The streets were quieter now. Everything had been washed clean by the earlier rain. Every window threw soft rectangles of light on the wet pavement. The neon lights hummed softly. Their reflections trembled like ghosts without a shape.

She turned the corner and the jinja shrine was there waiting for her. It was half-swallowed by ivy and shadows. Aki and her had driven by it on her first day of school, but it was smaller than she remembered. The torii gate stood crooked with age and neglect. Its blue paint flaked under the dim glow of the streetlight. She hesitated at the steps. The air here felt thicker and charged like the air in the desert after a violent thunderstorm.

She took a breath and crossed beneath the gate. The world on the inside was still. It was quiet. Absent, was the sound of the city and the wind. She glanced around, pulse quickening. The courtyard was empty, except for the fox statues that stared blankly through the dark.

A boy’s voice broke the silence. “You shouldn’t be alive after last night.”

She spins around. On the steps of the main hall sits an eccentric teenage boy. His uniform is loosened and dark hair brushing his eyes. He is calm and watchful.

Raven stares at him for a moment, recognizing him as a popular third year student from school. “You’re Takumi, right?”

“Senda Takumi. You’re Raven Yazzie, the foreign spirit-blood.”

Raven bristled. “What is that supposed to mean?”

He stands, examining her pendant. “Whatever you called last night tore a hole through the ward's veil. Every oni within a mile felt it.”

Raven hesitated for a moment, contemplating her next words. Although she already knew the answer, she asked anyway. “You mean that that thing was real?”

“As real as this conversation. You sing fire, they listen,” he says as he flicks a coin into the offertory box. The sound echoes strangely, like water in a gentle stream. The veil responds with a faint shimmer that ripples through the air of the shrine.

“You were there?”

“No,” Takumi responds. “But my family monitors disturbances. You lit up the whole grid.”

“Who are you people?” Raven asks, pressing him for more answers.

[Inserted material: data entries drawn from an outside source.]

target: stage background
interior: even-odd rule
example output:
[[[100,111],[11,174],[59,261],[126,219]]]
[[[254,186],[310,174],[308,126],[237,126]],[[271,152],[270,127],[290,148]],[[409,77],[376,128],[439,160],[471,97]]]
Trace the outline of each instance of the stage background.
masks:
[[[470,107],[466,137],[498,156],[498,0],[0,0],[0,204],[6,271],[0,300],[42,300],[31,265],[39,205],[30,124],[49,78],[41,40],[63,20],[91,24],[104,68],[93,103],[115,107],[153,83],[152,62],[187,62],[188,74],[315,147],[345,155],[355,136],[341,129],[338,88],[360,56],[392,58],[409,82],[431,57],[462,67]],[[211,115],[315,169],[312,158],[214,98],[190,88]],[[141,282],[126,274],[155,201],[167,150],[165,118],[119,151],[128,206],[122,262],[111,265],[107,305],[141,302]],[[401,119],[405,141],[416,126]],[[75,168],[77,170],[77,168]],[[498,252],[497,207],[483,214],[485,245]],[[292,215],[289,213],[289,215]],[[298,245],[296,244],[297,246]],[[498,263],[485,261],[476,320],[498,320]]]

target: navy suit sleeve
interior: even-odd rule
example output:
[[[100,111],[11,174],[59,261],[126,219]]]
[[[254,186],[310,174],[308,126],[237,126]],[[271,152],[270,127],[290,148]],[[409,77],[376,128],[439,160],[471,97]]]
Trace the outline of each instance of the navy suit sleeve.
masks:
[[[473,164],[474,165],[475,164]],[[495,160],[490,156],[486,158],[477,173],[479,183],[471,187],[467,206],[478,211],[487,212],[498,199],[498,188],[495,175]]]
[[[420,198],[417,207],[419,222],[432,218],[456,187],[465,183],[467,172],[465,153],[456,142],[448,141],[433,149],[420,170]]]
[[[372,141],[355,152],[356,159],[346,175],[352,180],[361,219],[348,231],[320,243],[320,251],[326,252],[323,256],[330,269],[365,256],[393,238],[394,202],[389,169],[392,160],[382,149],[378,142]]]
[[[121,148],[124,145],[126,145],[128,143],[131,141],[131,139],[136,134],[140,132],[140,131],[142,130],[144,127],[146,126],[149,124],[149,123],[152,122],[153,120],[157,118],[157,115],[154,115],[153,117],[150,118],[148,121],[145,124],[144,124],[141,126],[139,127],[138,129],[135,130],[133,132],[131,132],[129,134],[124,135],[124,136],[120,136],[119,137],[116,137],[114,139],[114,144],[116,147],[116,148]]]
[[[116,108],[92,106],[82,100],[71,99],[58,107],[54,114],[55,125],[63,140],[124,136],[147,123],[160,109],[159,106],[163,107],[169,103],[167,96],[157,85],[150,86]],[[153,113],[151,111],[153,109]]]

Takumi looks her into the eyes. “We keep the balance. Make sure that the living don’t stumble too far into the dark. You, unfortunately, already have.”

A rustle breaks the tension. A crow lands on the stone fox statue beside them. Its feathers gleam faintly turquoise under the fainting light.

Takumi glances at it, his expression tightening. “That’s your familiar now. Whether you want it or not.”

Raven gleamed at it for a moment. “I didn’t ask for this.”

“No one ever does,” Takumi deadpanned.